Mardi 30 décembre 2008 2 30 /12 /2008 10:58
à l'attention de ma mère qui me demande comment je peux aimer la Bible !

Dans le dernier numéro de "la Recherche", journal auquel je suis abonné sans interruption depuis plus de 20 ans, un des chroniqueurs, sociologue de métier, écrit un article apparemment original sur la "religiosité" du marché : la fameuse "main invisible" providentielle d'Adam Smith, la divinité du commerce, la "vulgate" économique, la "foi aveugle" dans le dogme du marché, les "prêtres de Wall Street", l'école de Chicago qui forme des maîtres et des disciples etc.
Quand je dis "original", j'exagère un peu, car quand on a fait un peu de théologie, qu'on s'est frotté à des exégèses et de bonnes herméneutiques, on sait que le vocabulaire religieux transpire de partout. L'auteur parle aussi de "l'ontologie divine" ou de "la théologie calviniste" qu'il n'a sans doute jamais lue.

  • Comme d'habitude, il y a des dérapages : ainsi, le sociologue de "la Recherche" parle de l'individu "sommé de se soumettre aux impératifs du marché, écrasé par un déterminisme encore plus impitoyable que celui du dieu biblique". Autant la première proposition me convient, autant la seconde me fait rigoler, ajoutant une perle de plus à un petit catalogue d'âneries que je commence à collectionner et qui circulent dans les milieux intellectuels bien pensants.
Et bien non : le dieu biblique n'a rien de déterministe, c'est très exactement le contraire. La tradition juive dit même que la Bible a inventé la liberté, bien plus que la philosophie grecque. Adonaï passe son temps à proposer des alliances, à discuter avec ses prophètes, amis et envoyés, à les pousser à se libérer des esclavages, égyptien notamment, ou des sécurités religieuses des cananéens, assyriennes, babyloniennes, à s'énerver parce que Moïse ou le peuple récriminent parce qu'ils voudraient qu'on les laisse dans leurs petits conforts domestiques. Le dialogue entre Moïse et Adonaï sur le Sinaï est de ce point de vue savoureux : Adonaï propose à Moïse un travail (en commun) de libération du Peuple hébreu, mais Moïse n'arrête pas de rouspéter trouvant mille arguments à opposer pour rester tranquillement à garder ses moutons. Dieu lui offre de nombreuses garanties pour le sécuriser dans sa mission jusqu'à ce qu'à la fin, le texte dise que Dieu commença à s'énerver ! Cela ressemble plus à un père qui donne des coups de pied aux fesses pour que son enfant se libère et parte à l'aventure, qu'un empereur tout puissant qui contrôle tout son empire ou qu'une Cause Première qui mécanise toute la réalité physique. Tout le contraire du "fatum", du "Destin" imposé. J'ajoute en passant que les images hollywwodiennes ou disneyennes de Moïse ne correspondent pas au Moïse de la Bible, homme peureux, lâche, râleur qui ne s'aguerrira qu'avec les événements.
De plus, ce Dieu console ceux qui sont dans le désert, qui ont peur, Il s'engage personnellement à aider et ne pas abandonner les pauvres, les laissés pour compte de l'existence, les chercheurs. Et Il disparaît systématiquement dès que quelqu'un essaie d'avoir la main dessus ou de l'instrumentaliser.
Et ne parlons pas ici des évangiles pour lesquels le visage divin n'a pas grand chose à voir avec l'ontologie que croit voir l'auteur de l'article.

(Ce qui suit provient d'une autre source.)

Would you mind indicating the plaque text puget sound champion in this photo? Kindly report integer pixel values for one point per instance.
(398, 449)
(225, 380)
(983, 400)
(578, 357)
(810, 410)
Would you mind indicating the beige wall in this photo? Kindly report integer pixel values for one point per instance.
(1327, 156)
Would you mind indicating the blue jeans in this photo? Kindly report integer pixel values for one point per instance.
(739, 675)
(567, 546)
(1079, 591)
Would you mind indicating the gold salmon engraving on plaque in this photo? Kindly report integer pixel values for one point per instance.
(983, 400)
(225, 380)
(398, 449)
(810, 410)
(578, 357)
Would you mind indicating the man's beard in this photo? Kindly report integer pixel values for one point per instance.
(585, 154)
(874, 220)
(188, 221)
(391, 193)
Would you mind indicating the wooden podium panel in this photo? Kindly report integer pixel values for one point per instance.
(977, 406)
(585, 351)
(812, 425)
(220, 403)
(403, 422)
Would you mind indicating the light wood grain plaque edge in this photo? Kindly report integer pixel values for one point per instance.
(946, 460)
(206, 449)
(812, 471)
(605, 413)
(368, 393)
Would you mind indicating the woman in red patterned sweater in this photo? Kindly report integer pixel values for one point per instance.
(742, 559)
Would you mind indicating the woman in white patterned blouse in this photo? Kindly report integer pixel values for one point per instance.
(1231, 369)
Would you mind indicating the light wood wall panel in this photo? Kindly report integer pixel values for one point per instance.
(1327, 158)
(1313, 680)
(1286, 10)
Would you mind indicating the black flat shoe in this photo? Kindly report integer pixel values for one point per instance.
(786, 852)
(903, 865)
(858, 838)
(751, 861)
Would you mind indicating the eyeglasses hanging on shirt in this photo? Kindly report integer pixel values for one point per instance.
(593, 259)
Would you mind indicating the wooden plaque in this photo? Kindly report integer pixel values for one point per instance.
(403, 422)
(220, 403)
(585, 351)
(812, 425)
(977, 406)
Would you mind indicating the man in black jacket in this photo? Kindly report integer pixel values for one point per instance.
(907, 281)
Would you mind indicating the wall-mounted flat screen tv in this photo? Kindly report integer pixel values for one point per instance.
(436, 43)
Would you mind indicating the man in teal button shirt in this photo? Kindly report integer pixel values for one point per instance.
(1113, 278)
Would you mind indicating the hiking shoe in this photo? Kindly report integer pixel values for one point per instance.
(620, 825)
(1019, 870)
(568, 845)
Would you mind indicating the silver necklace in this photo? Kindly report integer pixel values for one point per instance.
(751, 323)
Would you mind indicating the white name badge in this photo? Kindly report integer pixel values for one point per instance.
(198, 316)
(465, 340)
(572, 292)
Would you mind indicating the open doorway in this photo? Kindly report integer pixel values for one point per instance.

  • Pour nuancer, je dois ajouter que le visage de Dieu et les noms propres qui l'accompagnent sont divers. C'est vrai, quelques communautés ou quelques prédicateurs extraient de quelques versets quelques propos déterministes qu'elles veulent imposer aux quelques personnes qui les suivent. D'un texte aussi riche que la Bible, concentré d'expériences diverses et de genres littéraires variés, on peut tirer n'importe quoi. Au passage, entre la théologie de Calvin plus nuancée qu'on ne le dit, mais qui a poussé au bout le concept de la prédestination (une catastrophe théologique, mais pas pire que le mécanisme scientiste), et une pratique dictatoriale à Genève, il y a également des contradictions que les protestants connaissent bien (malheureusement).
L'histoire de la théologie et de la spiritualité est celle d'interprétations multiples pour saisir l'esprit et l'ensemble de ce que la Bible représente et de ce qu'elle a fécondé à grande échelle dans l'histoire. Heureusement que la Bible et que le Dieu biblique ne déterminent rien du tout !

En revanche, c'est vrai qu'il y a une vulgate économiste qui ressemble fort à une religion. Mais elle rappelle plus la fatalité des religions grecques, romaines ou babyloniennes que celle de la Bible.